David Chen ’84 has tapped into something revolutionary.
As co-founder and principal of Equilibrium Capital Group, a Portland, Ore., and San Francisco, Calif.-based impact-investment firm, Chen invests in what he calls “Maslow’s hierarchy of needs” — energy, land, water, agriculture and real estate — to generate returns while addressing some of the world’s most pressing societal and environmental issues.
“These are not sacrificial, concessionary investment strategies,” Chen says.
“Given the challenges that we have in our world — driven by population growth, climate change and the global consumption of natural resources — we would argue that these are huge, new risk categories and significant opportunities for value creation and value preservation.”
Chen’s firm uses financial instruments to improve the long-term health of farmlands, create sustainable food sources, build sustainable commercial real estate, generate renewable energy, capture carbon and more — all while achieving returns that appeal to mainstream investors.
Founded in 2008, Equilibrium was one of the first players in the impact-investing space. Today, the industry has gained tremendous momentum — a shift Chen attributes to institutional investors’ realization that sustainability is an economic issue and not just about doing the right thing. Also, in funding real assets, investors have come back to a core principal of finance: the importance of cultivating and preserving assets to match long-term obligations.
Chen says he feels a “responsibility and duty” to continue building the sector by developing, supporting and recruiting the next generation of investment professionals. To that end, he teaches a course on impact investing at Kellogg and helped launch the International Impact Investing Challenge (now called the Morgan Stanley Sustainable Investing Challenge) in 2011.

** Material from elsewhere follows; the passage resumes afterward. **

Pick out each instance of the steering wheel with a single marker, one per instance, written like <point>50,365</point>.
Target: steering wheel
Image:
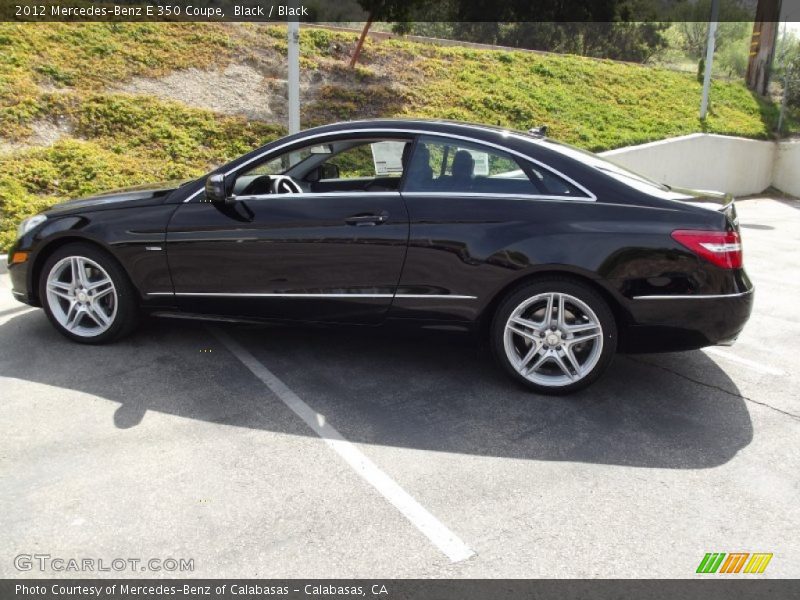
<point>283,184</point>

“Twenty- and 30-somethings are at the height of their ability to make a difference in the investment world,” he says. “We can give them permission to harness their willingness to think differently and create new investment vehicles that deliver returns from impact.”
Chen serves as an example for students by proving the viability of impact investing. “We can build a financial services platform that delivers returns to investors and makes a difference,” he says. “We’re capable of using capital markets to change the world in a positive way.”